The notion of “pay-to-survive” insurance could imply a model where insurance premiums or coverage options are directly tied to the safety features or capabilities of autonomous vehicles. This concept raises several questions:

– **Premiums Based on Vehicle Safety Features**: Could insurance companies charge higher premiums for vehicles deemed less safe or equipped with inferior autonomous driving systems? Conversely, could they offer lower premiums for vehicles with advanced safety features, effectively creating a pay scale based on perceived survivability in an accident?

– **Ethical and Access Concerns**: Such a model could raise ethical issues, particularly if it leads to a situation where only wealthier individuals can afford the safest autonomous vehicles and the best insurance coverage. This scenario could exacerbate inequalities in road safety, where the ability to “survive” becomes a function of one’s ability to pay.

– **Liability and Autonomous Decision-Making**: In the event of an unavoidable accident, autonomous vehicles might have to make split-second decisions that could prioritize the safety of some individuals over others. The question of how insurance policies cover such decisions, and whether premiums might influence these outcomes, is complex and ethically charged.

### Regulatory and Market Responses

Governments and regulatory bodies are beginning to address these challenges by developing frameworks for the safe integration of autonomous vehicles into public roadways, including insurance requirements.
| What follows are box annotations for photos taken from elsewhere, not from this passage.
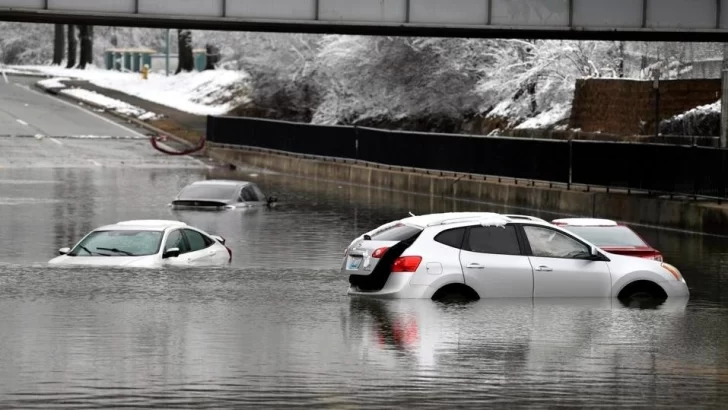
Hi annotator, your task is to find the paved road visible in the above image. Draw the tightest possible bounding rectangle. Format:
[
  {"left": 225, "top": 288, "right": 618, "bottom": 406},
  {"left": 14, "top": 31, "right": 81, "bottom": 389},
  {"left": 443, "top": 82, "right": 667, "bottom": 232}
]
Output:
[
  {"left": 0, "top": 77, "right": 138, "bottom": 137},
  {"left": 0, "top": 76, "right": 213, "bottom": 168}
]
Insurers are also experimenting with new models that account for the unique risks associated with autonomous vehicles, such as cyber risk and software reliability.

### The Future of Automobile Insurance

As the technology behind self-driving cars evolves, so too will the insurance models that support them. It’s likely that future insurance policies will need to consider a wide range of factors, including vehicle autonomy level, software updates, cybersecurity measures, and perhaps even the data privacy practices of manufacturers. The industry may move towards more dynamic and usage-based insurance models, where premiums are adjusted based on actual vehicle use, safety performance, and other real-time data.

### Conclusion

While the term “pay-to-survive” captures a provocative and somewhat dystopian view of future automobile insurance, it underscores the critical need for ethical considerations, regulatory oversight, and equitable access as autonomous vehicles become a larger part of our transportation ecosystem. Balancing safety, innovation, and fairness will be key challenges for policymakers, insurers, and manufacturers in the years ahead.